Alexandre DUMAS, fils naturel de Dumas, auteur dramatique français, né à Paris en 1824, mort à Marly-le-Roy en 1895. Au sortir d'une jeunesse brillante, après un recueil de vers : Péchés de jeunesse, il donne la Dame aux camélias (1848), histoire de passion vécue qui développe le thème romantique de la courtisane réhabilitée. Cette histoire transportée à la scène, comme celle de Diane de Lys, et avec un grand succès, décida de sa carrière. Sans renoncer au roman et composant par exemple l'Affaire Clémenceau (1866), roman puissant à thèse judiciaire, se faisant l'apôtre du théâtre utile, voulant établir la « génération et la famille », comme il dit, sur l'amour, il donne des pièces, peintures de mœurs contemporaines, thèses morales et sociales, conduites de main  de maître malgré des procédée qui nous paraissent un peu artificiels aujourd'hui, où tout, action, tirades enflammées ou spirituelles, virulentes attaques contre les préjugés en cours et le Code en particulier, plaidoyers généreux en faveur de la femme et de l'enfant, tend au but visé, et qui soulevèrent de vives discussions dont l'écho se retrouve dans ses Préfaces, morceaux d'une verve savoureuse et piquante.

C'est tour à tour le Demi-monde (1855) et la Question d'argent (1857), le Fils naturel (1858), et un père prodigue (1859), l'Ami des femmes (1864) ; les Idées de Mme Aubray (1867); une Visite de noces, la Princesse Georges (1871) ; la Femme de Claude (1873); Monsieur Alphonse (1874) ; l'Etrangère (1876) ; la Princesse de Bagdad (1881) ; Denise enfin (1885) et Francillon (1887).
Dumas collabora aussi au Supplice d'une femme (1865) ; Héloïse Paranquet (1866) ; un Filleul de Pompignac (1876) ; aux Danicheff, à la Comtesse Romani (1877).
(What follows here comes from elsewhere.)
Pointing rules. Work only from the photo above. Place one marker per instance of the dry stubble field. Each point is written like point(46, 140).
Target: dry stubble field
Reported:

Enfin il écrivit des brochures d'actualité : Lettre sur les choses du jour (1871) ; l'Homme-femme (1872) ; la Question du divorce (1880) ; la Recherche de la paternité (1883), sans parler de ses articles ou notes dramatiques. Académicien depuis 1874, il est mort laissant inachevées deux œuvres dramatiques : la Troublante, et la Route de Thèbes.

S'il faut avouer que chez lui la thèse fait parfois tort au drame même, que la vie ne circule pas dans ses comédies toujours aussi simple et aussi naturelle qu'on le désirerait, que l'intérêt des causes qu'il a plaidées s'est nécessairement affaibli aujourd'hui puisqu'elles n'ont plus besoin d'avocat, il faut convenir aussi que — une fois ces pièces replacées dans l'atmosphère qui les a vues naître — on ne peut qu'applaudir à la rare qualité d'un talent qui a su s'imposer — et imposer ses idées plus que révolutionnaires —à un public qui avait toutes les raisons d'être quelque peu récalcitrant.